Laurence Isaac Balter, Chief Market Strategist at Oracle Investment Research, is among those who is opposed to Einhorn's idea, and he has his own ideas about how Apple can support shareholders. Chief among them is a 10:1 stock split.

"With all due respect to Mr. Einhorn, I do not see how bleeding Apple’s cash flow to support anyone but those domiciled in the Cayman Islands with a tax-free dividend into perpetuity (and a 10% tax equivalent yield)," said Balter.

In his view, the problem is with retail investors, and psychologically is everything, thinks Balter.

"You see, the real problem with Apple shares is that we in the business know the stock is super cheap based on any valuation metrics you like. The problem is that the average American retail investor doesn’t buy P/E ratios. They buy (or sell) share price action. And in the past 6 months, non-block money flow selling has accelerated."

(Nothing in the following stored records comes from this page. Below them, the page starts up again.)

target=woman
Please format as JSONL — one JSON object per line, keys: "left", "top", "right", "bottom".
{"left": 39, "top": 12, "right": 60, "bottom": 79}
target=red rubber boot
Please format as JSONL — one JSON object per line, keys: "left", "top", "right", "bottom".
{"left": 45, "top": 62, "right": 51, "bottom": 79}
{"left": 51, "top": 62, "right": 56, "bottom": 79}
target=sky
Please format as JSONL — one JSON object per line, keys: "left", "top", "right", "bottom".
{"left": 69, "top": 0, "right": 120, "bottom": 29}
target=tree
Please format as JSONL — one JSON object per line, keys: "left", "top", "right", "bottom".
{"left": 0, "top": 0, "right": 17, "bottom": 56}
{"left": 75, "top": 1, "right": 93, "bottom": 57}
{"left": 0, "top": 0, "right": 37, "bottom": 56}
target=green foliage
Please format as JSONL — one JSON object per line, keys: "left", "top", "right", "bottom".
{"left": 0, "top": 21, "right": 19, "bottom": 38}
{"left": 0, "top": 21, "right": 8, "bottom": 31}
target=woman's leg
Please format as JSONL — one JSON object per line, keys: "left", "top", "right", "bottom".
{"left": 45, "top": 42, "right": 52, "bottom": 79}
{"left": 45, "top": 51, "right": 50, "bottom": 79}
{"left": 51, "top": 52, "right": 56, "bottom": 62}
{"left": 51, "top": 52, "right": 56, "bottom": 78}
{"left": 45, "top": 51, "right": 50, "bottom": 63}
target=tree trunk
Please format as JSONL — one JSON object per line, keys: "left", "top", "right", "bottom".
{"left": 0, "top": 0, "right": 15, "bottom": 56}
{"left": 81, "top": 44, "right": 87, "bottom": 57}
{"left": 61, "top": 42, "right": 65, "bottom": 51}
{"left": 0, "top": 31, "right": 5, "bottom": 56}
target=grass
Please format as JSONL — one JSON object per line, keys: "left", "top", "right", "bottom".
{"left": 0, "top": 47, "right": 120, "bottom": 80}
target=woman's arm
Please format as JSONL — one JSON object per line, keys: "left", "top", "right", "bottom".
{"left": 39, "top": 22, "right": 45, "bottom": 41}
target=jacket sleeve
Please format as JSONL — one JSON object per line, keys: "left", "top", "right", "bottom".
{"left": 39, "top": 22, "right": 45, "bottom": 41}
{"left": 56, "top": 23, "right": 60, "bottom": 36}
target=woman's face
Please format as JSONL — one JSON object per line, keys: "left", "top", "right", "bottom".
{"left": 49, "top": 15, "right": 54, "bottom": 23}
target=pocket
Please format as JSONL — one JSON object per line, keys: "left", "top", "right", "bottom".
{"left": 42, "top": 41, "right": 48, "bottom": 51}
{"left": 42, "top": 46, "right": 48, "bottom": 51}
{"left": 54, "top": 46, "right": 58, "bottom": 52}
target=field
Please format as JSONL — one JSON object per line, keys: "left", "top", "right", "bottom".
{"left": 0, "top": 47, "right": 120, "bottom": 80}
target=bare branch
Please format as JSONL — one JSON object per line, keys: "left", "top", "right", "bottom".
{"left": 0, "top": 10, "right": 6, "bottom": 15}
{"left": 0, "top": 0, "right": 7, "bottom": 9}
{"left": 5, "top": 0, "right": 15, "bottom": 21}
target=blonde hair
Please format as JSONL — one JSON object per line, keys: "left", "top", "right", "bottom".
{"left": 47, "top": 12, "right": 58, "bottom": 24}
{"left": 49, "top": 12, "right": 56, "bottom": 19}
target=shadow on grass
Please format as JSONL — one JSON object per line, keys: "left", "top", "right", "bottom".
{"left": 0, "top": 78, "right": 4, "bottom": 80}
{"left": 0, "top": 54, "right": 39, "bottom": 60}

A stock split obviously doesn't change things fundamentally, but Balter thinks the cheaper price will attract retail investors and support shares.

Apple's annual meeting will be held on Wednesday, February 27, 2013 at 9:00 a.m. Pacific Standard Time and investors are expecting something big.

In addition to fringe ideas like 'iPrefs' or a stock split, investors in Apple are clamoring for: a one time special dividend; a doubling of the regular dividend; a large immediate share repurchase through a tender offer; and a larger ongoing share repurchase plan.